Jump to: navigation, search

Sauropod

1,036 bytes added, 18:14, 19 October 2011
no edit summary
{{draft}}
= Sauropod Technical Specification =
Sauropod is a secure storage system for user data. It employs end-to-end encryption and secure key storage to enable least-privilege access, fine-grain user permissioning, and a controlled and auditable process for administrative and automated data access.
To application developers, Sauropod presents a key-value storage API, where each user has a completely independent universe of keys. Applications gain access to a user's store by presenting a user credential, the generation and validation of which is external to the Sauropod system. The store may also, optionally, restrict access to a particular set of user keys based on the application making the access. Applications may extend the privileges on a particular object key according to sensible transitive principles: a user that can read a file can extend read permission to any other user, and similarly for writes. (XX support locking an item down as non-sharable?)

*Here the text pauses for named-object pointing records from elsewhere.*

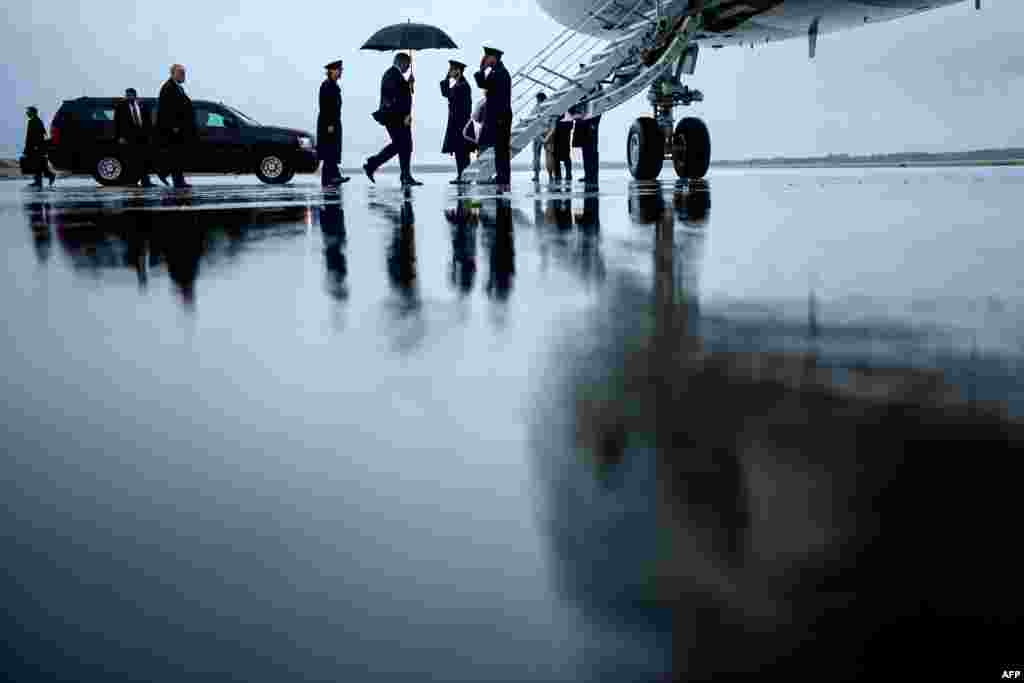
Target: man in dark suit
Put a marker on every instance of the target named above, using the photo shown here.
(494, 78)
(329, 126)
(176, 125)
(395, 114)
(585, 136)
(35, 148)
(456, 89)
(133, 129)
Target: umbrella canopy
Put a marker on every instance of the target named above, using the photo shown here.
(409, 36)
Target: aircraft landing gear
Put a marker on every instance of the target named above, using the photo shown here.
(652, 139)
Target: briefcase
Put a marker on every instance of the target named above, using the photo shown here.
(31, 165)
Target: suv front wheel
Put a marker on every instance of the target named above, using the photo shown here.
(272, 169)
(111, 170)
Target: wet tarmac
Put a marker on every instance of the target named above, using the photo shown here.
(766, 423)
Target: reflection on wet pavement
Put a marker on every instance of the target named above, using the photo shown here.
(535, 436)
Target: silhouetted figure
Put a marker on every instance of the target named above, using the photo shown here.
(133, 130)
(463, 267)
(538, 142)
(585, 136)
(563, 148)
(36, 157)
(495, 79)
(329, 126)
(395, 114)
(332, 219)
(456, 89)
(176, 126)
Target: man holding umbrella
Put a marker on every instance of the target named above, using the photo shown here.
(329, 127)
(457, 91)
(494, 78)
(395, 114)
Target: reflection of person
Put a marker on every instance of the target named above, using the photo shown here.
(501, 246)
(494, 78)
(35, 148)
(175, 125)
(133, 128)
(401, 256)
(463, 270)
(395, 114)
(332, 219)
(39, 223)
(456, 89)
(329, 126)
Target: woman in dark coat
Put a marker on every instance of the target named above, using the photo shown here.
(457, 90)
(35, 148)
(329, 127)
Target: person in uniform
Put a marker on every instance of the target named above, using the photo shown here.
(35, 148)
(329, 127)
(494, 78)
(133, 129)
(563, 147)
(175, 125)
(539, 140)
(585, 136)
(456, 89)
(395, 114)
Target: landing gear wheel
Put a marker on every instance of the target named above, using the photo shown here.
(272, 170)
(691, 148)
(111, 170)
(645, 148)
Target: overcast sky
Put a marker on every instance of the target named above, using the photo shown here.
(947, 80)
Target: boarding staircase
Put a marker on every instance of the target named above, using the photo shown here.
(647, 42)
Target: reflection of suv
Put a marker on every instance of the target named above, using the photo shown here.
(82, 141)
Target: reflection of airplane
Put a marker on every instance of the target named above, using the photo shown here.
(778, 513)
(630, 46)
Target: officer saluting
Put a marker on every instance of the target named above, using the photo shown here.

Administrative and automated access is supported through "super-credentials". These allow developers and batch processes to obtain capabilities identical to those of a user for a limited time. There is no "super-user" that is allowed to access all records; instead, an administrator acquires the permissions of a user through an authenticated, auditable process.

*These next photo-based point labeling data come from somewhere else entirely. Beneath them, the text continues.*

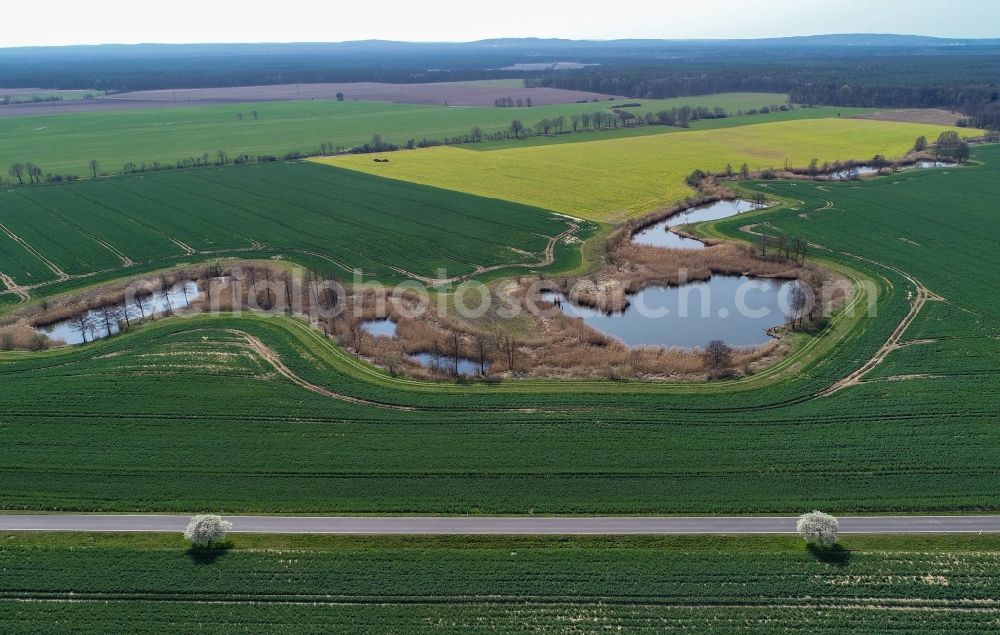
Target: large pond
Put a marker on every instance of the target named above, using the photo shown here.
(659, 235)
(94, 326)
(867, 170)
(738, 310)
(382, 327)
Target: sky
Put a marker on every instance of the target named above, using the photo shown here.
(179, 21)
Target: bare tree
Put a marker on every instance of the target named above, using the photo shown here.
(17, 171)
(797, 303)
(82, 324)
(142, 303)
(482, 343)
(108, 317)
(455, 351)
(718, 359)
(121, 315)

(XX The desired implementation of Sauropod is of a key-value store with encrypted values, where the encryption keys are per-user keys that are wrapped with a small number of master secrets. Keys are only unwrapped inside the system. The API described to the client does not expose the details of the internal data protection scheme, but it is completely compatible with this internal representation)
== Project Phasing ==
* ''Phase Zero'': In phase zero, a tentative API, including credentials, is implemented. What happens within the API is unspecified, and may not involve any cryptography to start with.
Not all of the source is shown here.